Fahri Hamzah: Susah Kalau Presiden Tak Dianggap Menterinya

Rabu, 20 Mei 2015 – 17:41 WIB
Fahri Hamzah. Foto: dok/JPNN.com

jpnn.com - JAKARTA - Wakil Ketua DPR Fahri Hamzah tak bisa menahan emosi ketika disinggung soal revisi undang-undang pemilihan kepala daerah (UU Pilkada) yang telah dikonsultasikan dengan Presiden Joko Widodo (Jokowi), Senin (18/5) lalu.

Presiden memang belum memberi kata setuju untuk revisi tersebut. Namun dari jawaban Fahri mengisyaratkan, Jokowi secara halus menolak revisi dengan mengatakan Menteri Hukum dan HAM tidak akan banding terhadap apapun putusan Pengadilan Tata usaha Negara (PTUN) untuk parpol bersengketa. 

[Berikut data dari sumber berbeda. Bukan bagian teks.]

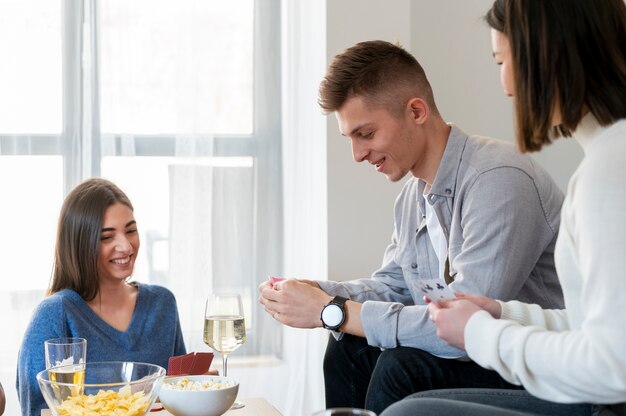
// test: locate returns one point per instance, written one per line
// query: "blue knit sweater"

BACA JUGA: Kader Golkar Daerah Ingin Ical dan Agung Segera Bertemu demi Pilkada

Dengan tidak banding maka putusan tersebut inkrah, sebagaimana syarat dalam Peraturan Komisi Pemilihan Umum (PKPU) tentang pencalonan bagi parpol bersengketa adalah yang sudah islah atau mendapat putusan inkrah pengadilan. Artinya, secara otomatis tidak diperlukan lagi revisi UU Pilkada. 

Namun, kondisinya berbeda karena Menkum HAM memutuskan banding. Inilah yang menurut Fahri bertentangan dengan pernyataan Jokowi saat rapat konsultasi.

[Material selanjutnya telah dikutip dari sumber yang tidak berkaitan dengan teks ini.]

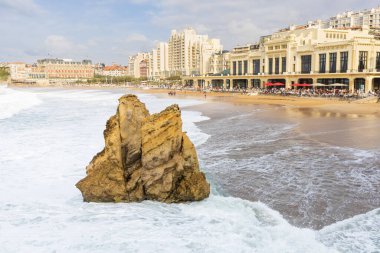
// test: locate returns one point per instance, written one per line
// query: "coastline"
(325, 106)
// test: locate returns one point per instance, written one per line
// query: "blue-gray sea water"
(48, 136)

BACA JUGA: Ical Menang di PTUN, Golkar Purwakarta Syukuran

"Pak Jokowi sudah janji. Katanya Pak Laoly tidak banding. Ternyata banding. Ini masalahnya apa. Ya sudahlah. Susah kalau presiden tidak dianggap menterinya," kata Fahri, secara tak langsung membuka sebagian hasil konsultasi dengan presiden, saat ditemui di gedung DPR Jakarta, Rabu (20/5).

Fahri tidak yakin apakah Presiden Jokowi hanya bersilat lidah dalam rapat konsultasi tersebut. Di sisi lain Menkum HAM tetap banding meski presiden sudah menjanjikan tidak ada banding agar kubu Aburizal Bakrie (Ical) dan Agung Laksono bisa didorong untuk islah jelang Pilkada.

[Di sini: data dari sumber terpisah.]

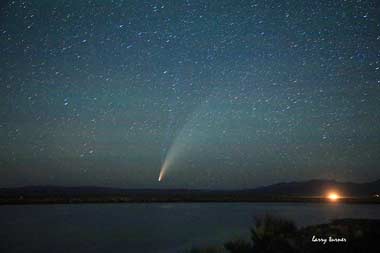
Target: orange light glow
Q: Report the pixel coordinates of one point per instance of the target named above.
(333, 196)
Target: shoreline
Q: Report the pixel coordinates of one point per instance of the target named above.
(178, 199)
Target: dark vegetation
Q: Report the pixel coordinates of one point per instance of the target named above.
(276, 235)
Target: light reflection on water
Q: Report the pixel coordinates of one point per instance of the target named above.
(166, 227)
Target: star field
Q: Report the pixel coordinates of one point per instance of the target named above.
(96, 92)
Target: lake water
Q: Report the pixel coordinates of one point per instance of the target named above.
(154, 227)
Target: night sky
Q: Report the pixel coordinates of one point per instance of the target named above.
(235, 94)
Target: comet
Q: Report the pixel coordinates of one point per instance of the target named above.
(189, 136)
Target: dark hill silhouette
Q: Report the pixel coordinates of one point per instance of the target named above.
(311, 188)
(319, 187)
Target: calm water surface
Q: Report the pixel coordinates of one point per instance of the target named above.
(145, 228)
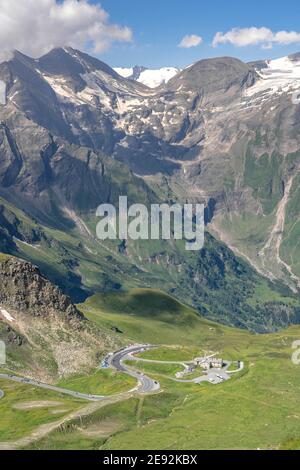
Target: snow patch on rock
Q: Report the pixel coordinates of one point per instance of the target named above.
(6, 315)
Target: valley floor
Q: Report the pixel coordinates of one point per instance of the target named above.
(257, 408)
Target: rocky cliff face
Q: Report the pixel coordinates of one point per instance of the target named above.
(74, 134)
(46, 336)
(23, 288)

BACA JUGA: Jokowi Belum Oke, DPR Tetap Ngotot Revisi UU Pilkada

"Masa sih presiden mau bersilat lidah dengan DPR. Karena motif beliau. Saya katakan Pak Presiden jangan banding dong. Supaya dorong islah. Tetapi Menkum HAM maunya banding. Dia maunya apa sih. Kalau pengadilan bilang sudah cukup ya islah dong. Karena menkumham tengil nih sehingga tidak selesai," ujarnya.

Dalam posisi sekarang, Fahri menilai UU Pilkada mau tidak mau harus direvisi supaya KPU memiliki payung hukum sebagai jalan keluar bagi parpol bersengketa sebagaimana rekomendasi Panja Pilkada komisi II DPR. Karena Panja mengusulkan PKPU harus mengatur penggunaan putusan pengadilan terakhir sebagai dasar parpol bersengketa ikut pilkada, bila memang islah dan inkrah tidak tercapai sebelum pendaftaran calon.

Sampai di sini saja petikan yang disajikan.